I was delighted to discover that AudioPrism, originators of the infamous green pen (aka the AudioPrism CD Stoplight), is still in business. For newbies who do not know about the green pen, Collett and those who reviewed it shook skeptics to the core when they declared that painting the edge of CDs with the green pen lowered digital edge and improved data retrieval. The backlash was tremendous. Then Krell began bathing its CD tray in green light, some people found that green-tinted CD-Rs and then black discs sounded better, CD mats with green undersides made a demonstrable improvement in sound, and the skepticism was transferred to the next tweak on the horizon.
(The first time I tried the green pen, and heard the difference, I decided to save just a little money by purchasing a similar pen from an art supply store. Not only did it lack the little indent in its felt tip that keeps the pen from sliding all over the placeI made a mess of things - but it also left a sticky residue on the CD that messed up my player. So much for cost-cutting measures).

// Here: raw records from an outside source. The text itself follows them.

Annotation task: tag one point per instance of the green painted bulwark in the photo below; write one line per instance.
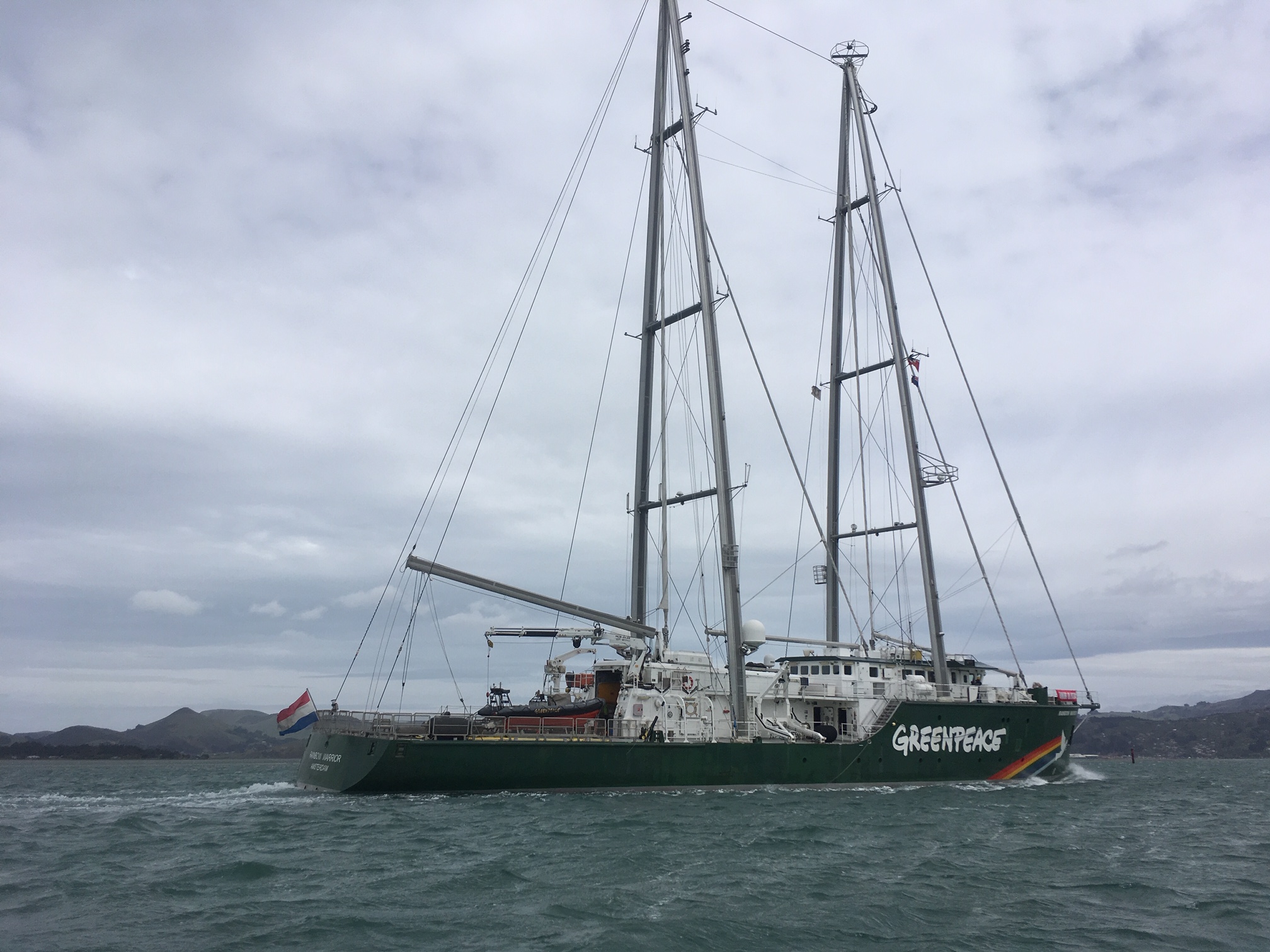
(921, 743)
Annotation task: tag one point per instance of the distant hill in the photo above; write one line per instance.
(256, 722)
(1256, 701)
(186, 732)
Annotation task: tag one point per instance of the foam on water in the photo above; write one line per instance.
(144, 857)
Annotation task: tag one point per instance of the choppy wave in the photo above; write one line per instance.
(1155, 856)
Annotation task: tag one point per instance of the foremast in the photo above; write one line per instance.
(671, 56)
(849, 56)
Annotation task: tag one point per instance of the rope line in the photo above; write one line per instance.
(983, 426)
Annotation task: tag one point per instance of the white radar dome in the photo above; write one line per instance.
(752, 635)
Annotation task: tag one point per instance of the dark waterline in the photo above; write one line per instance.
(229, 856)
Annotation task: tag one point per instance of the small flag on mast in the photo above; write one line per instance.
(299, 717)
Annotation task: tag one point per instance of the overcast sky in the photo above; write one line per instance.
(253, 257)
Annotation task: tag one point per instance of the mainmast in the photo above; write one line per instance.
(833, 503)
(670, 43)
(850, 57)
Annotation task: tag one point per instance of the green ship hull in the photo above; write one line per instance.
(1006, 742)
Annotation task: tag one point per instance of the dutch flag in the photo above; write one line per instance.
(299, 717)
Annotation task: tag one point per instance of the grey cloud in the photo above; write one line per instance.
(1143, 548)
(252, 262)
(166, 601)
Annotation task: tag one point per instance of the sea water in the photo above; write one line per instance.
(230, 856)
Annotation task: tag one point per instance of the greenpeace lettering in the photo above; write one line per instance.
(956, 740)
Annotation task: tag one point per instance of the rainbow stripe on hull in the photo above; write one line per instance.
(1036, 762)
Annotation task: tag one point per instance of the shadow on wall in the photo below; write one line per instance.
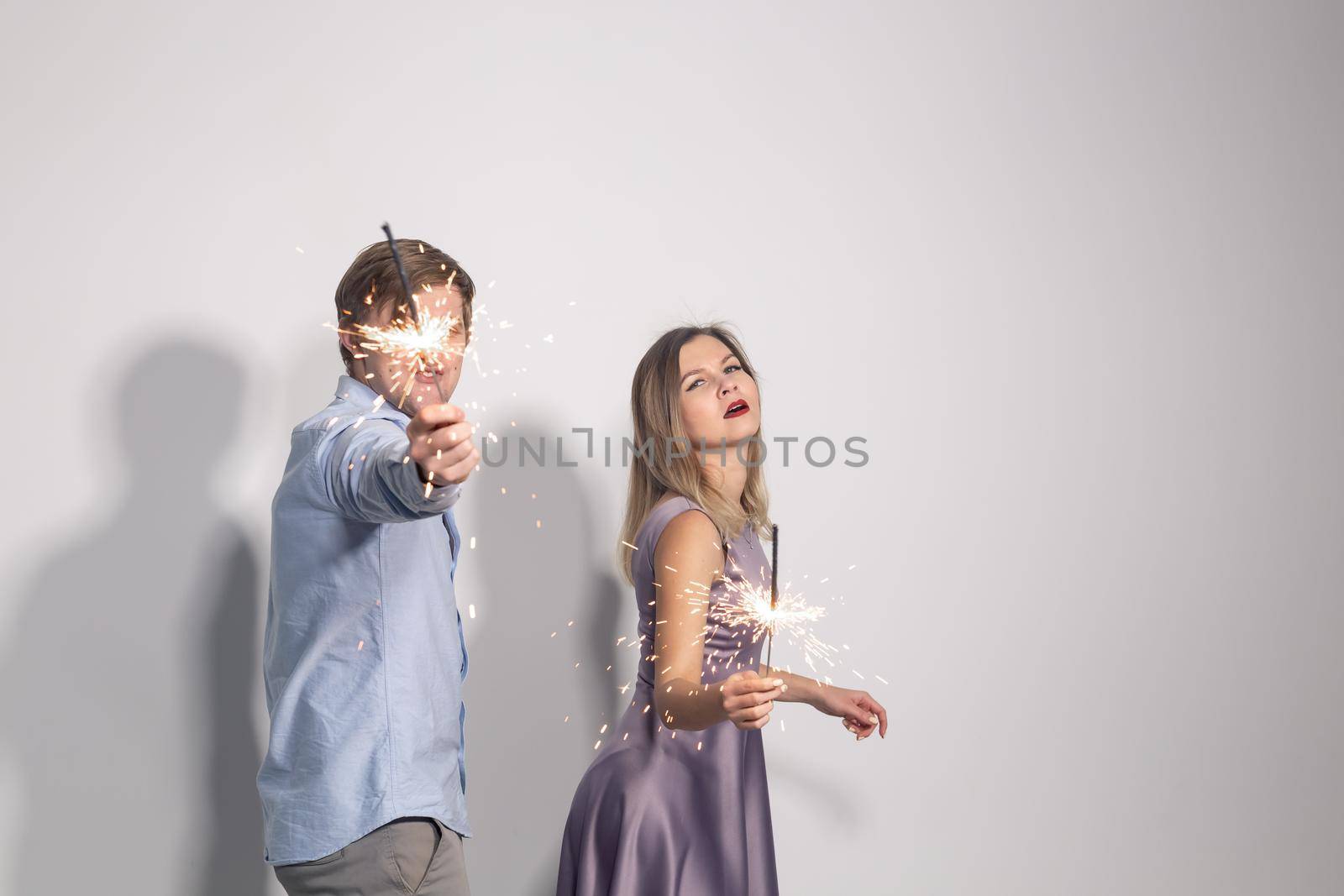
(523, 761)
(134, 661)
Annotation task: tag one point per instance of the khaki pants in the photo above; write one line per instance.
(405, 856)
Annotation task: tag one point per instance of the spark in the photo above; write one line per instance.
(790, 618)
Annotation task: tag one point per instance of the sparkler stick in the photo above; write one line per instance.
(774, 590)
(410, 297)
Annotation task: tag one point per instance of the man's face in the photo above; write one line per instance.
(390, 375)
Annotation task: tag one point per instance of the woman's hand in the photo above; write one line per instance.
(748, 699)
(860, 714)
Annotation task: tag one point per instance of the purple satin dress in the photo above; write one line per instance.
(662, 812)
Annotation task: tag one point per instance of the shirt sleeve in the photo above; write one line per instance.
(360, 463)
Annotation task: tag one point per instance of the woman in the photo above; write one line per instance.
(676, 801)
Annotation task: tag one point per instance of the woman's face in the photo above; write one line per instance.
(719, 402)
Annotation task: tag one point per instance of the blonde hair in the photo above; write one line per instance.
(656, 407)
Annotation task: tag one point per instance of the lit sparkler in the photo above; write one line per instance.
(417, 343)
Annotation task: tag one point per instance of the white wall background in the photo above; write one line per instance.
(1073, 269)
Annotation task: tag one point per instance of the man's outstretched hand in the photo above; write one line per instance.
(441, 443)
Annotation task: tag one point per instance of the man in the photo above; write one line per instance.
(363, 783)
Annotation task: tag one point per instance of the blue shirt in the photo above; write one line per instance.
(365, 654)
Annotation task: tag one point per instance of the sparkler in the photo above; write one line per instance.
(774, 591)
(416, 345)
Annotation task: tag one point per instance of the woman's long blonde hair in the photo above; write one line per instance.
(656, 407)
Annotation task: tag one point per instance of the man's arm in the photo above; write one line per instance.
(376, 473)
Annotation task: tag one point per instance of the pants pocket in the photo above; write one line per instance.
(413, 842)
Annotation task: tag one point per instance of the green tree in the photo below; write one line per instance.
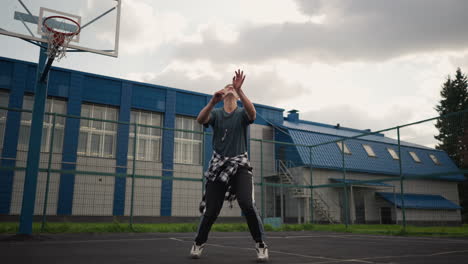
(453, 129)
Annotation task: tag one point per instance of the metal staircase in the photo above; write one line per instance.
(319, 204)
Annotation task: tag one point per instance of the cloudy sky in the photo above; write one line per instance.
(362, 63)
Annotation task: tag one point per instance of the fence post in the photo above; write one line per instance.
(345, 187)
(203, 161)
(403, 213)
(311, 187)
(46, 195)
(261, 179)
(135, 127)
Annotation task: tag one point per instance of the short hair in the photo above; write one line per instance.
(235, 93)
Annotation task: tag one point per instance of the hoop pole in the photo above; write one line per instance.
(45, 73)
(34, 150)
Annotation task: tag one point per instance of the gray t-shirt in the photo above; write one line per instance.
(229, 131)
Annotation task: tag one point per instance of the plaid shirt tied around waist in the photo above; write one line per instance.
(221, 169)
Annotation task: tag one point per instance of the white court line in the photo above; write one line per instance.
(90, 241)
(418, 239)
(421, 255)
(285, 253)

Byron Collett was eager to show the company's newest product, Ground Control. These little strips, terminated with a spade lug, are said to contain 150 feet of wire. Byron said to hang one from the negative terminal of each speaker, and listen to the difference. (I'll be trying them once I finish all my blogs).
Other Ground Controls are designed for electronics. The full range of AudioPrism products is available from a host of dealers plus the leading mail-order companies.